Unless you have a very unusual "modern" LCD monitor that can reach down to 18.432Khz horizontal/50Hz vertical, that circuit isn't going to work. It was fairly easy to "tweak" CRT monitors into that range, but probably not LCDs.
A scan converter would be the ticket, I think.
Since I started this thread, I wanted to tell folks where it is at (and I have no complaints about thread drift).
The board is a CGA not MDA as I originally thought, and I think I mentioned that.
I slopped together the CGA portion of the circuit. I had most of the components (used 914s instead of 4148s, but so what?), but I only had 10K pots and I used them.
Using the 2008 Venturer PLV76198 LCD monitor that I mentioned, did NOT work. Despite burning incense and chanting (that is, checking and rechecking a simple circuit, cussing a lot and essentially banging my head). Seemed like for a moment or two, I might have seen a whisper of something on the screen, but only for an instant and it could have been a hallucination.

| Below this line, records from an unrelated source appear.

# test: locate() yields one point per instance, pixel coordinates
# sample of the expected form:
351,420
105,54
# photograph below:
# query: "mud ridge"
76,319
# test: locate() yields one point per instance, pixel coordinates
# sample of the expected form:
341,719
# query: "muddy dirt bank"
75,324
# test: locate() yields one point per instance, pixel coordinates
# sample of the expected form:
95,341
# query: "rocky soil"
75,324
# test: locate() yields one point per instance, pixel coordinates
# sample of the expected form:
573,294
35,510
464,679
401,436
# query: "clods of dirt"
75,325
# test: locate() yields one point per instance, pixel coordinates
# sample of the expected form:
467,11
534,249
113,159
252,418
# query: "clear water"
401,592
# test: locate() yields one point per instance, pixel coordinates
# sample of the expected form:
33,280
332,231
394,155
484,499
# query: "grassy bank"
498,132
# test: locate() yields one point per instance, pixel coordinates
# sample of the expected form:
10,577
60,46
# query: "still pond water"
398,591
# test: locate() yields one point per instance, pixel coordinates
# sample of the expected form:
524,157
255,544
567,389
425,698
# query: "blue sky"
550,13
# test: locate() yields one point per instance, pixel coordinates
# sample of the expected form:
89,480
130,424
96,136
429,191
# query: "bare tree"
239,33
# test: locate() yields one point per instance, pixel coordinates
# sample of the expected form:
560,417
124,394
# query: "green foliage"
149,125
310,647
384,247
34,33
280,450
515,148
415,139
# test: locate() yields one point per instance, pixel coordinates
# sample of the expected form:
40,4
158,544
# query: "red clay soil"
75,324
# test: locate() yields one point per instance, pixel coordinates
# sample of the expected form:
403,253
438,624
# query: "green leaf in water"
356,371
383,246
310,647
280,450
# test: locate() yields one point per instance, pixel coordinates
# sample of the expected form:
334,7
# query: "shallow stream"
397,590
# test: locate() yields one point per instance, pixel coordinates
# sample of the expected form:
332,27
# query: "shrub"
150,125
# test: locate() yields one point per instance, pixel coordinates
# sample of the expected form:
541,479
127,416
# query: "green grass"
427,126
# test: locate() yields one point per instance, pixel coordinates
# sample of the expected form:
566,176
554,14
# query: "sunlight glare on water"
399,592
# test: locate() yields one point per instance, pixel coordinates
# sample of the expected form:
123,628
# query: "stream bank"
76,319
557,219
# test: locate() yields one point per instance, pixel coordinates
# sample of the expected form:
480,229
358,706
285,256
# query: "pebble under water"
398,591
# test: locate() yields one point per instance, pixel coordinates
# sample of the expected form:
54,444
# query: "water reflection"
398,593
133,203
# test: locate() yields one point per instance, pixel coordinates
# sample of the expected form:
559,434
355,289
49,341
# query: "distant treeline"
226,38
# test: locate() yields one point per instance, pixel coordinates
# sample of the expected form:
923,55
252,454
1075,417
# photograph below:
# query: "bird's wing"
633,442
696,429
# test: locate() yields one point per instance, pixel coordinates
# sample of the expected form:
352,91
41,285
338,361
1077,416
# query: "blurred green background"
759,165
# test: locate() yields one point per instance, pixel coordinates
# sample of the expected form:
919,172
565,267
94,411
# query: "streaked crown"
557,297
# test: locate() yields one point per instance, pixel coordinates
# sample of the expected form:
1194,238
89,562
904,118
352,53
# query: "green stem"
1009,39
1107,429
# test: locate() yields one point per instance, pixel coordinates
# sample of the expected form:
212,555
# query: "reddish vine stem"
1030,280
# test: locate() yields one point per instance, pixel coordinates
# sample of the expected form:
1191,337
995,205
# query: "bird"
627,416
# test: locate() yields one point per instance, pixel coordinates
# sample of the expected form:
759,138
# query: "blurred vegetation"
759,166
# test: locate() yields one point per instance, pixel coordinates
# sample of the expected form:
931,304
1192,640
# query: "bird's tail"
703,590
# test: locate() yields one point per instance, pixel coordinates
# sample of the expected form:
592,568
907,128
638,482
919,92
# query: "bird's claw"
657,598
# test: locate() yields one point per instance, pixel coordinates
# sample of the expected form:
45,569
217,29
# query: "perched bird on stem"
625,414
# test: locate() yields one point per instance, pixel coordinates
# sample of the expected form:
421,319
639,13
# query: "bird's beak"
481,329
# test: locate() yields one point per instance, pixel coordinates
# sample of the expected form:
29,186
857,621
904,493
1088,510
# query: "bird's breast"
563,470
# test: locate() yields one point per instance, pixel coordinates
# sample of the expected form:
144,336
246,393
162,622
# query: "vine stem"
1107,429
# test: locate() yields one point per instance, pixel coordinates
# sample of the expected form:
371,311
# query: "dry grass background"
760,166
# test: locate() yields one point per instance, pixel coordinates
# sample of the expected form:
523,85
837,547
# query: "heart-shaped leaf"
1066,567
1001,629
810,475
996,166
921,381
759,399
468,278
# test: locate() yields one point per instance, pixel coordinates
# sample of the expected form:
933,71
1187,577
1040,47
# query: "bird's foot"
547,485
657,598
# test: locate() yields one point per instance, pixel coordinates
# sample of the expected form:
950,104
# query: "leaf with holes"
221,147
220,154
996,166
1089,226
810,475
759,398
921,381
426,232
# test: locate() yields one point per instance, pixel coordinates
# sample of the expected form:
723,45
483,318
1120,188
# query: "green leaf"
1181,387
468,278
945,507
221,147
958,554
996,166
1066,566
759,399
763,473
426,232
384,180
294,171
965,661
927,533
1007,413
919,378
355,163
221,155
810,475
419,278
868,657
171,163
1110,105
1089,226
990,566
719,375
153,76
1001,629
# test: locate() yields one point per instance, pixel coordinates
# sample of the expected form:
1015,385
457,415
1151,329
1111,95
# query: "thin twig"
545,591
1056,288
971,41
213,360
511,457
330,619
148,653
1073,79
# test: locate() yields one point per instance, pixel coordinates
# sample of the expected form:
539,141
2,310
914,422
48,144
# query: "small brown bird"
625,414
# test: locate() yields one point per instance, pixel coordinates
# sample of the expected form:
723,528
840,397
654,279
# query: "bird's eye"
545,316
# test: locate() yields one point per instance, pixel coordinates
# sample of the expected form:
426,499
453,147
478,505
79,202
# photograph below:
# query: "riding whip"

The mysterious 2-pin connector on the board that I mentioned had essentially no voltage on it and that remained constant). The equally mysterious pin 7 on the CGA output DID have ~1 volt. Thinking it may have been composite out, I tested that with the same non-result. Consistent with accepting "you can't get there from here", I let it sit for a while.
Then I remembered that I had another monitor that I use for my Jetson Nano. I bought this new for $49.99 in April of 2019. RCA RT1970 - has HDMI and a host of other I/O - works pretty well with the Jetson. For S&G, I look through the manual and see this:
Hmmmm. So that is what led me to slop that circuit and:
WooFreakinHoo! Now it's off to find whatever I kept as 5.25 PC floppies. I don't even find a full version of any DOS, just bits and pieces of old projects and zips (and arcs) of Turbo C stuff. Undaunted, I play around looking at old programs that actually run, like this one, which was a poker simulation that I had a lot of fun writing many years ago.
After a day or so of "oh yeah, I remember that", I get back to business and start trying to resurrect the 225. Spinrite (the old version I still had on floppy and newer versions that I finagled onto floppy wanted no part of it). Checkit led me to believe that the XTGEN controller may be ok, but some (not all) of the surface, is toast.
Next stop is LL format land. With a short stop at 3.5" floppy land.
Why did I want to do all this stuff again?